Elezioni 2013, cosa sono i cds

Allerta sull'Italia. In sintesi è questo quello che la speculazione sta gridando sui mercati di tutta Europa . Perché l'ingovernabilità è davvero una brutta bestia. Fa il paio con l'incertezza. E ai mercati non piace. Decisamente no.

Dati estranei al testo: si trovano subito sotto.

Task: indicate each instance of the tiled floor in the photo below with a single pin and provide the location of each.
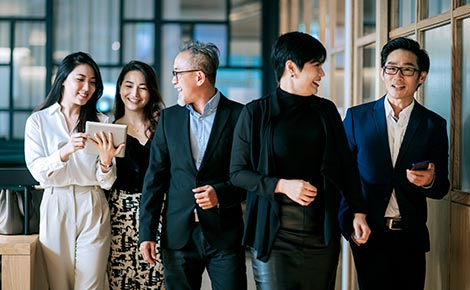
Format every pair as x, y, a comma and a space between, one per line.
206, 284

In finanza uno dei tanti indicatori di questa incertezza è la quotazione dei cds, ovvero i credit default swap, in pratica dei titoli che vengono acquistati per coprirsi dal rischio di fallimento di un Paese o di una società. Si tratta di contratti derivati che funzionano come polizze  assicurative. Pagando un premio in cambio della copertura di quanto  investito. Se il loro prezzo sale, allora vuol dire che il rischio aumenta. Ecco, è esattamente quello che sta accadendo tra ieri e soprattutto oggi sul mercato italiano. I credit default swaps sull'Italia a cinque anni, sulla scia dell'esito elettorale e stando ai dati diffusi da Bloomberg, sono saliti di 43 punti base a quota 293 punti, segnando il rialzo più forte da dicembre del 2011. Cosa significa? Che oggi si pagano 293.000 dollari l'anno per l'acquisto di 10 milioni di dollari di protezione contro un fallimento dell'Italia. Ieri se ne pagavano 250 mila. Tanto per capire: gli stessi titoli sulla Germania quotano 43 punti.

Brutto segno: dato che, appunto, il punteggio dei cds viene assegnato in base al livello di rischio del Paese, più è alto il voto più il rischio di andare a gambe all’aria è concreto. Nel 2011 i Cds erano a quota 500 punti base (molto più alti, di certo, rispetto a quelli attuali) quando quelli sulla Germania erano a 100 punti.

Ma come funzionano questi strumenti finanziari? In caso di fallimento chi ha venduto i cds risarcirà il danno restituendo all’investitore il capitale intero. E fino a qui tutto apposto. Ma c’è anche l’altra faccia della medaglia. I cds sono amatissimi dagli speculatori: danno loro la possibilità di scommettere sulle probabilità di insolvenza di Stati e società. Alimentando in questo modo la volatilità delle singole quotazioni. E ancora: i cds fanno parte della grande famiglia degli swap (titoli che prevono uno scambio con altri titoli) e come quelli sono scambiati sui mercati non regolamentati (i cosiddetti “over the counter”). C’è poca trasparenza, insomma. Non è un caso se a Bruxelles si sta facendo avanti l’idea di trasferirli su piattaforme regolamentate. Quando? Non si sa. Ma il progetto c’è e si chiama Emir (European Market Instrastructure Regulation ).